"Quietly annoying and tenacious" Sheriff John Le Brun has earned a reputation for solving wickedly complex crimes, from his home town of Brunswick, Georgia to London, England. Now retired, he finds himself mysteriously hired to solve the 1908 murder of the owner of a high-priced Manhattan brothel. The client's letterhead indicates J. P. Morgan. The Titan of Wall St. denies its validity but himself hires Le Brun to not only solve the crime but also expose the impostor.
As John peels away layer upon layer of facts, he realizes that he is exploring the police-protected vice of prostitution, which is a source of livelihood for one out of every three hundred women in New York City. Le Brun discovers a connection on St. Simons Island, where he holds a membership to an exclusive club. The island was the locale of the last illegal U.S. importation of African slaves. Now history may be repeating itself, for the purpose of sex slavery.
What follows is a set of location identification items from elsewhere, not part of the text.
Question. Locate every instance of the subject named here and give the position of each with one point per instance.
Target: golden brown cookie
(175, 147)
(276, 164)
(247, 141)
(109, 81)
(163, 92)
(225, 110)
Set in 1908 and early 1909, Monahan's fourth John Le Brun mystery (after 2003's The Manhattan Island Club) starts with a clever art theft. Thirteen valuable paintings have disappeared from a crate in a locked warehouse in Brunswick, Ga. The warehouse's owner, Merriweather Gooderly, is desperate to avoid liability. When the 60-year-old Le Brun, who has resigned as the sheriff of Glynn County, quickly solves the puzzle, Gooderly offers him membership in an exclusive club headquartered on Georgia's St. Simons Island. Back in New York City, where Le Brun has opened an investigative agency, he receives an unsigned note on J.P. Morgan's letterhead asking him to find out who fatally stabbed Herbert Moore, the owner of over a dozen buildings in the city. Though Le Brun doubts the note is really from the financier, he decides to pursue Moore's killer. Unfortunately, the main plot line follows a predictable course that comes as a letdown after the novel's imaginative opening.